« Les lumières sombres, comprendre la pensée réactionnaire » d’Arnaud Miranda (NRF)

Fiche de l’Observatoire Foi et Culture du 6 mai 2026, OFC 2026, n°23 sur Les lumières sombres, comprendre la pensée réactionnaire d’Arnaud Miranda, NRF Le Grand continent, bibliothèque de Géopolitique

Le livre d’Arnaud Miranda inaugure la « Bibliothèque de Géopolitique » de la NRF en partenariat avec le think tank Le Grand continent.
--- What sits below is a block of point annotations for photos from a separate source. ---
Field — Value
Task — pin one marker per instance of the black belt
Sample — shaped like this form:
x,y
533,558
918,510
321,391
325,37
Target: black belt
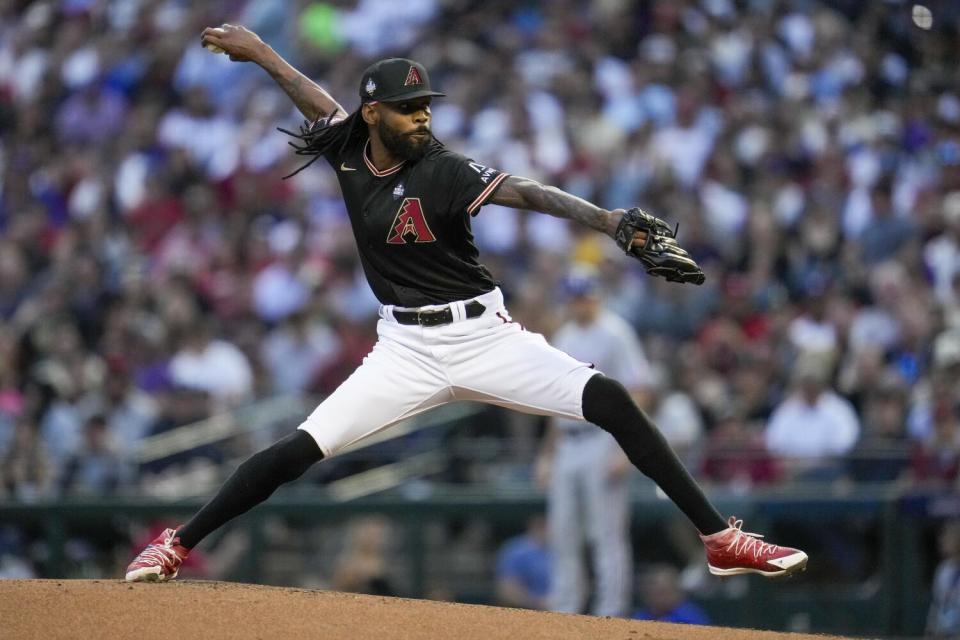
x,y
435,317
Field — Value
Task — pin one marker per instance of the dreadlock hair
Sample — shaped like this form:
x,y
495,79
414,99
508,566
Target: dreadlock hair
x,y
321,136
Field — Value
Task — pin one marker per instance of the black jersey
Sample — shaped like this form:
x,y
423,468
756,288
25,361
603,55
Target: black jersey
x,y
412,223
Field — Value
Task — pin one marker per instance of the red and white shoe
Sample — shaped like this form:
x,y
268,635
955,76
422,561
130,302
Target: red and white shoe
x,y
160,560
733,551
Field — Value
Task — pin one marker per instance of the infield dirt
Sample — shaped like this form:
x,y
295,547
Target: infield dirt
x,y
53,609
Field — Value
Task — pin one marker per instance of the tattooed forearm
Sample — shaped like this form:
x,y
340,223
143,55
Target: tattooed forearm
x,y
309,97
524,193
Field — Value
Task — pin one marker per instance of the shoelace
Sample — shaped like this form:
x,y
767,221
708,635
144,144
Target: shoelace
x,y
744,542
162,554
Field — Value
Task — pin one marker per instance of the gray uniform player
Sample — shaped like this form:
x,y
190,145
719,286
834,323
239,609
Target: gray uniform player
x,y
588,489
444,333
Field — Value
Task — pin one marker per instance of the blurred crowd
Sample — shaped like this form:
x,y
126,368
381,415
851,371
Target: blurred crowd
x,y
155,269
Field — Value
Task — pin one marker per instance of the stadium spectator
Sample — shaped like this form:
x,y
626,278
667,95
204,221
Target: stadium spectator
x,y
664,600
96,468
364,566
814,426
523,568
26,471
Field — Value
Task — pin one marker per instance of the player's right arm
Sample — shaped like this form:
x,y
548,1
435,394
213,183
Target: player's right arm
x,y
243,45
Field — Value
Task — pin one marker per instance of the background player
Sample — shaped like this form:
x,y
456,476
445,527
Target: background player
x,y
587,473
444,334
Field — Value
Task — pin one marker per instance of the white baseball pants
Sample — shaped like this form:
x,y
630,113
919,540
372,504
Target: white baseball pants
x,y
412,369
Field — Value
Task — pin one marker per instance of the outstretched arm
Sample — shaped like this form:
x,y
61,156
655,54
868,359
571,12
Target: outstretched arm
x,y
643,236
523,193
244,45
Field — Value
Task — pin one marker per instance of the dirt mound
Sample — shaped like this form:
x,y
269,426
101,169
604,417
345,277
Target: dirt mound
x,y
51,609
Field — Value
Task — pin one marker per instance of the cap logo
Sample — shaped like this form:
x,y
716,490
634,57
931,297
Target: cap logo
x,y
413,77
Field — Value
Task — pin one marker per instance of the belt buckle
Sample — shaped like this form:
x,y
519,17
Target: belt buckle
x,y
424,316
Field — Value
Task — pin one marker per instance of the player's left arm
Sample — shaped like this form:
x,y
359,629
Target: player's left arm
x,y
524,193
641,235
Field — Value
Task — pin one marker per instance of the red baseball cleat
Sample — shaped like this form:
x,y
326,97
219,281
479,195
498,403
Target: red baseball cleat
x,y
732,551
159,561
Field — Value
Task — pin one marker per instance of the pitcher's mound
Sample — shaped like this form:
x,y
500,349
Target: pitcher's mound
x,y
48,609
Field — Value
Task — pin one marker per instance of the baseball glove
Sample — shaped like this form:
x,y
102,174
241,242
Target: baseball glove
x,y
660,254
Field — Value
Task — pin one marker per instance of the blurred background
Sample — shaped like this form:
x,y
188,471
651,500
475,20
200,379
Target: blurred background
x,y
169,305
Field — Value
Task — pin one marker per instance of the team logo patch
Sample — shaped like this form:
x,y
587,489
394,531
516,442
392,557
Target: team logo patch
x,y
413,77
410,222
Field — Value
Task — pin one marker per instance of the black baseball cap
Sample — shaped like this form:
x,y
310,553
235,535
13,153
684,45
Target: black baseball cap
x,y
395,79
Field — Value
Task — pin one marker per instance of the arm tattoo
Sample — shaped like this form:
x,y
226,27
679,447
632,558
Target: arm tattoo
x,y
309,97
295,89
524,193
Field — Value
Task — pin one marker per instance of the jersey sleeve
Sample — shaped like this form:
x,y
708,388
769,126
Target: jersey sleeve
x,y
471,184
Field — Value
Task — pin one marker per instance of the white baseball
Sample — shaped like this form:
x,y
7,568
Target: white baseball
x,y
212,47
922,17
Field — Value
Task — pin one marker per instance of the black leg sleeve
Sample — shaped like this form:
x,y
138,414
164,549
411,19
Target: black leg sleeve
x,y
607,404
253,482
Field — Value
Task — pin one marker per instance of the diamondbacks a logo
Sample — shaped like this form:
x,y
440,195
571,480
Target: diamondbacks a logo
x,y
413,77
410,222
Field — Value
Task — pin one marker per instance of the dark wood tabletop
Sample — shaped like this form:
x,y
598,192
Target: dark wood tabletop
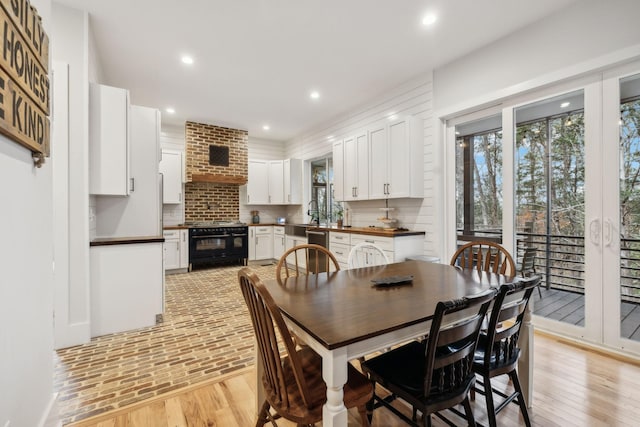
x,y
344,307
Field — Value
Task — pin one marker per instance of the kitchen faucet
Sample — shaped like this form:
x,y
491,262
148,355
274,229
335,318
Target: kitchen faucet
x,y
314,213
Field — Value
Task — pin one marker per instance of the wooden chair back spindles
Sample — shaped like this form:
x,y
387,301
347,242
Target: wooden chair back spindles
x,y
444,363
484,256
306,259
366,254
292,378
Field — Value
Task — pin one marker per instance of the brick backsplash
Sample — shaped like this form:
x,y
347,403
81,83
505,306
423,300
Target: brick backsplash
x,y
211,202
205,201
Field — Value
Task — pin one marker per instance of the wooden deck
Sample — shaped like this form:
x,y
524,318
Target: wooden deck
x,y
568,307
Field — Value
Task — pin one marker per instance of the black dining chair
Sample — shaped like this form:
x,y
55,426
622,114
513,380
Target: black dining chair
x,y
435,374
498,350
292,378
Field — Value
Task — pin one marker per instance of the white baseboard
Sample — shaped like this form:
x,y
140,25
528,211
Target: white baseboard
x,y
51,416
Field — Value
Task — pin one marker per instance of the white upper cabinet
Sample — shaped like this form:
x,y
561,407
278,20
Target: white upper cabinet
x,y
292,181
379,159
108,140
138,214
351,167
258,183
338,170
397,159
171,170
276,182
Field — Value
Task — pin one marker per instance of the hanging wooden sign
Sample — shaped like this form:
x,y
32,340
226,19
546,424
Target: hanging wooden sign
x,y
21,119
24,77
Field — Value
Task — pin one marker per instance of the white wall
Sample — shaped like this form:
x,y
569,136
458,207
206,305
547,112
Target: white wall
x,y
26,287
172,138
412,98
546,50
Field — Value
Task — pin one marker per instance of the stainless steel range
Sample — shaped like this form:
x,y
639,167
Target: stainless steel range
x,y
218,242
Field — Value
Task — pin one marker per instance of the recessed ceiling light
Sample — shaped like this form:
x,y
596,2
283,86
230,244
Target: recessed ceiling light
x,y
429,19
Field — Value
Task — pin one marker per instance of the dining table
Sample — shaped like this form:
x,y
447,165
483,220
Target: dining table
x,y
346,314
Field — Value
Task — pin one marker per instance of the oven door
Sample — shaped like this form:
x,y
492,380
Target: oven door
x,y
240,244
208,246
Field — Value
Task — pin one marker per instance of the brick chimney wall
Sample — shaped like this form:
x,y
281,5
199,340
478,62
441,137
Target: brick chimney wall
x,y
207,201
211,202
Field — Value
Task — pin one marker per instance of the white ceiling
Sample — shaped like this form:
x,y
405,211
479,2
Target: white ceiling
x,y
256,61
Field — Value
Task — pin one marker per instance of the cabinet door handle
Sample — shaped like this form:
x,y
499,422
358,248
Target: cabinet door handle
x,y
594,231
608,232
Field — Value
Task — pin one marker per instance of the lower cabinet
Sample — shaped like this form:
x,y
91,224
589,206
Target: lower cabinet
x,y
292,241
279,242
340,246
260,243
176,249
395,248
127,290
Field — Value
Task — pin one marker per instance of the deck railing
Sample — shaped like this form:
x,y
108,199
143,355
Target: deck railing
x,y
560,261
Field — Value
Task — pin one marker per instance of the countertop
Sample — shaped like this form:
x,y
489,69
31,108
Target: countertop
x,y
370,231
107,241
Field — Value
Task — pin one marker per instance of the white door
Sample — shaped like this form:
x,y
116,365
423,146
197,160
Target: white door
x,y
620,218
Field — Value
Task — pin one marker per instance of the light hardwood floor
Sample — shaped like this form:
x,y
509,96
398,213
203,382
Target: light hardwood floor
x,y
572,387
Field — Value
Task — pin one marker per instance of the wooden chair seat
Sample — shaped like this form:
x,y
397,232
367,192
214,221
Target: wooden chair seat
x,y
306,259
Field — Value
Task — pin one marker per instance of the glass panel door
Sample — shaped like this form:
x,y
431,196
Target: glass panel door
x,y
550,202
630,207
478,168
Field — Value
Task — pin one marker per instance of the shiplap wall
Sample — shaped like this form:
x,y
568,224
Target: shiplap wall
x,y
412,98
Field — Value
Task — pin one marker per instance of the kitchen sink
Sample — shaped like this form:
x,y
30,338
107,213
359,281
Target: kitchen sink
x,y
299,230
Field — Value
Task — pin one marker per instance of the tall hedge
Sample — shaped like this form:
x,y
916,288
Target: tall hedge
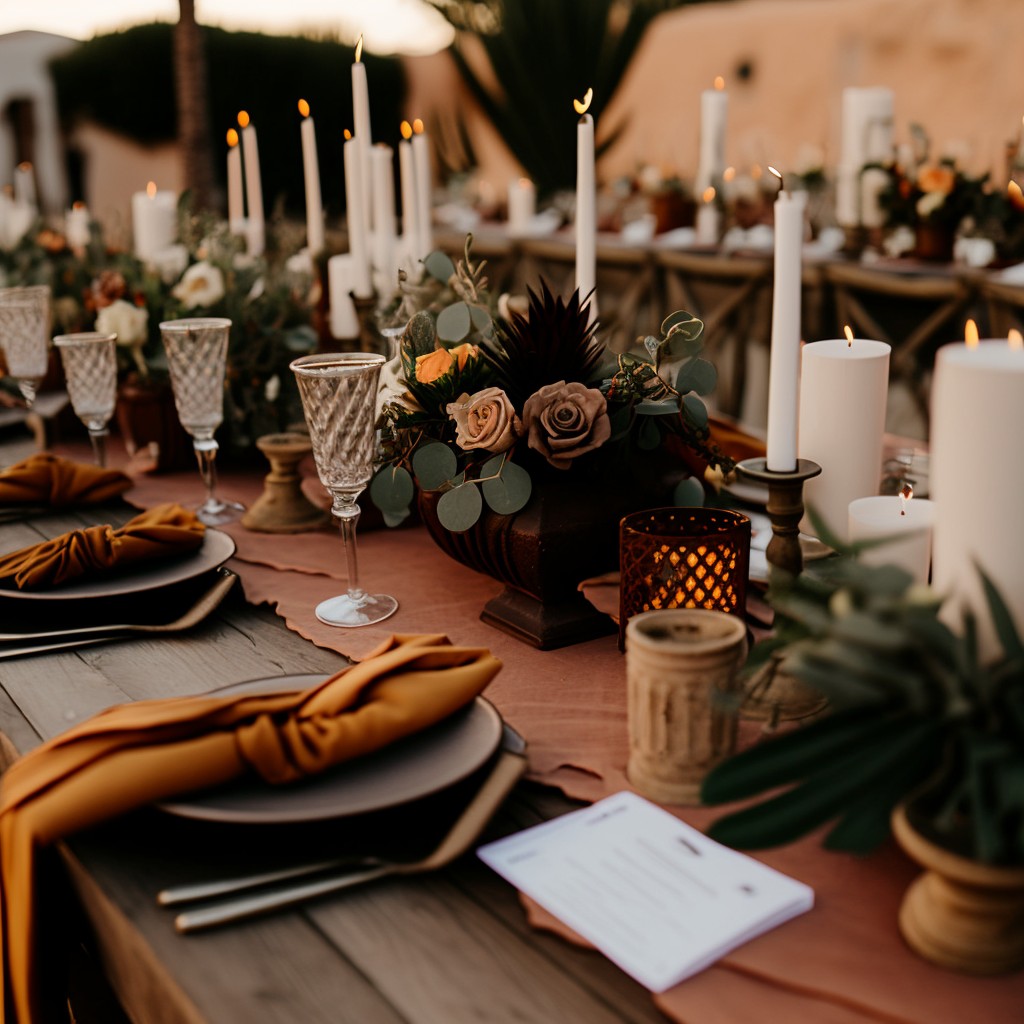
x,y
124,81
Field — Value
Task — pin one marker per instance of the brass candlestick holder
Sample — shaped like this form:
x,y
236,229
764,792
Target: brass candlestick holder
x,y
283,508
774,696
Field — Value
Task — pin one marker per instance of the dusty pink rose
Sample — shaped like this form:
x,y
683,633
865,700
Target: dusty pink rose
x,y
485,420
565,421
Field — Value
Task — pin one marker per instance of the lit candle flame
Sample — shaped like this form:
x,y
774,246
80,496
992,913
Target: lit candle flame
x,y
905,494
582,105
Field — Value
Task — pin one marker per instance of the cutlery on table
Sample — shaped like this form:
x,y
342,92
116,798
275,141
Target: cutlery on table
x,y
507,770
56,639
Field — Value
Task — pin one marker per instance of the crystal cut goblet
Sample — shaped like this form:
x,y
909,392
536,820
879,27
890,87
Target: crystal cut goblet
x,y
339,394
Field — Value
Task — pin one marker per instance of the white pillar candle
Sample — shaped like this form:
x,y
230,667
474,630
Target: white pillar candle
x,y
586,212
407,176
708,220
892,516
236,200
522,206
344,321
866,137
355,203
254,186
424,190
714,113
783,372
385,256
977,480
310,171
77,227
155,220
843,389
364,133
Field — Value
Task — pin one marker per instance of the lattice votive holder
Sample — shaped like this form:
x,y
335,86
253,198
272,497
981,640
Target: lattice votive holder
x,y
682,558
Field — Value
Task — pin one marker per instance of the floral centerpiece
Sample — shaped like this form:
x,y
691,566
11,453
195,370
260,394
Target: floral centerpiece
x,y
524,442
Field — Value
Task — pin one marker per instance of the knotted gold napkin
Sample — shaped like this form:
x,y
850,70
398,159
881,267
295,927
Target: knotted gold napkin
x,y
136,754
160,532
48,479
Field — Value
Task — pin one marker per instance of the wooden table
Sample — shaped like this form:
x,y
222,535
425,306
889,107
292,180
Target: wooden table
x,y
449,947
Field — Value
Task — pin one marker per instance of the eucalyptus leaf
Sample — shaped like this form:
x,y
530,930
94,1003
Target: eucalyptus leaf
x,y
695,411
696,375
460,508
688,494
454,323
391,489
433,465
510,491
439,265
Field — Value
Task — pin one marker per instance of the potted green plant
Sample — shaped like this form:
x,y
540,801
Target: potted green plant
x,y
922,736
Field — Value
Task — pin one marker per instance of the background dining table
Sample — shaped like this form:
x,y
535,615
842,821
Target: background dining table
x,y
455,945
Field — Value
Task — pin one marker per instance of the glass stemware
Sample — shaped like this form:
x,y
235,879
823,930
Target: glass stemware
x,y
91,370
339,394
25,335
197,354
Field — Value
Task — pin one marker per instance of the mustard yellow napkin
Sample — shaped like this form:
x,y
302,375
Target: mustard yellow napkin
x,y
135,754
160,532
48,479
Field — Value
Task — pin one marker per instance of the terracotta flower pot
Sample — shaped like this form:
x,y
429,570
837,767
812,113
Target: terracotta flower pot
x,y
961,913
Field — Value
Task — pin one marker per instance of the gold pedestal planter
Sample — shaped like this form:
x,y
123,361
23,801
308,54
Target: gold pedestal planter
x,y
681,673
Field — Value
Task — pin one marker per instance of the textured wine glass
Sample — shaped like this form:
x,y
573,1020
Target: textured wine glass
x,y
25,335
91,371
339,396
197,354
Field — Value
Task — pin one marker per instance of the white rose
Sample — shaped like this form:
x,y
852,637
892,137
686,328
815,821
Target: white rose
x,y
129,323
201,285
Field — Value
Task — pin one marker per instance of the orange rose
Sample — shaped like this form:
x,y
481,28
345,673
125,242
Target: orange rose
x,y
464,352
433,366
936,177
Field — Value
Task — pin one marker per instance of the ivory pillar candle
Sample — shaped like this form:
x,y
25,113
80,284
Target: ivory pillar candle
x,y
254,186
355,203
866,137
344,320
586,212
714,113
977,480
424,190
384,249
891,516
155,220
236,200
522,206
783,372
843,390
310,172
407,177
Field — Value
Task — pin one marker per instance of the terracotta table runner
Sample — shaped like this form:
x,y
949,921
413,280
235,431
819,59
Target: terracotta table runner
x,y
844,963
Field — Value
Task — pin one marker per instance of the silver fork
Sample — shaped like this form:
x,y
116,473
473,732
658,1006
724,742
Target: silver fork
x,y
508,769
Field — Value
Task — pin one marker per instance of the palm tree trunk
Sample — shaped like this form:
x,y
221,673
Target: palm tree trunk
x,y
194,120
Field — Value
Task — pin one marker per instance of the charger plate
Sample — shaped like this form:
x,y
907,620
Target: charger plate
x,y
412,768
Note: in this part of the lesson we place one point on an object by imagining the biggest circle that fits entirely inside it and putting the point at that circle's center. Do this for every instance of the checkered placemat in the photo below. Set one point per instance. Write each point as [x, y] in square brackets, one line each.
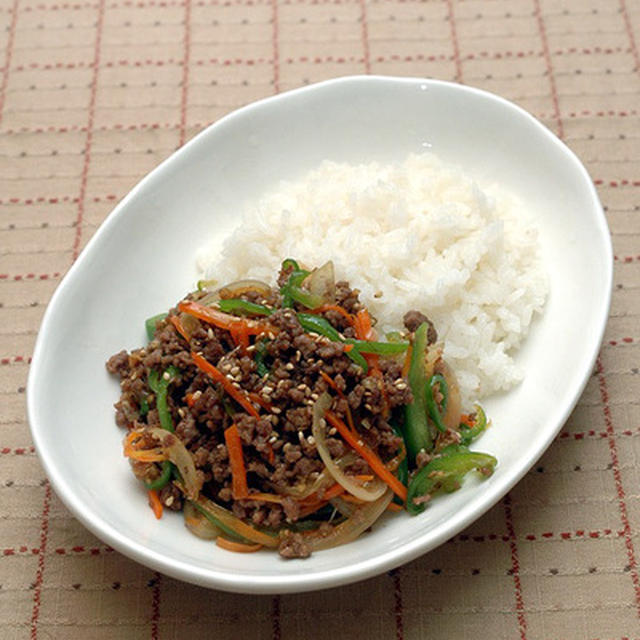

Intéressante en soit, la lecture de ce livre trouve des justifications nouvelles à chaque spasme de la politique nord-américaine, depuis la suppression de l’agence de développement USAID, la création puis la suppression du ministère de l’efficacité gouvernementale (DOGE), la création de la riviera de Gaza ou la guerre avec l’Iran.

A. Miranda produit une analyse des courants néo-réactionnaires et cherche à comprendre les ressorts de leur succès. Celle-ci apparait intimement lié au développement d’Internet : « la réussite de ce courant issu d’Internet nous force à prendre au sérieux la place qu’occupent les nouveaux médias de la production intellectuelle et idéologique (…) ». Le détour par la contre culture des années 60 est instructif : « dans les années 60, la contre-culture venue des Etats Unis mais ayant conquis le monde entier était incarnée par la libération sexuelle, la drogue, le rock n’roll. En 2025, elle a plutôt le visage masculin de la néo-réaction, de l’illibéralisme et de la tentation monarchique. En se présentant comme la seule véritable pensée subversive face à une prétendue hégémonie du progressisme dans les médias traditionnels, la droite semble avoir été la grande gagnante culturelle de l’ère Internet ».

Les différents courants de pensée analysés par A. Miranda ont en commun la mise en cause de la démocratie et plus généralement le refus du politique comme champ autonome, la centralité du capitalisme considéré comme indépassable, l’impact des révolutions technologiques. La mise en cause de la démocratie a plusieurs facettes : liberté et démocratie sont devenues incompatibles (Peter Thiel) ; la démocratie n’apporte pas de réponse satisfaisante à la question centrale qui est celle de la régulation de la violence. L’Occident a perdu foi en lui-même.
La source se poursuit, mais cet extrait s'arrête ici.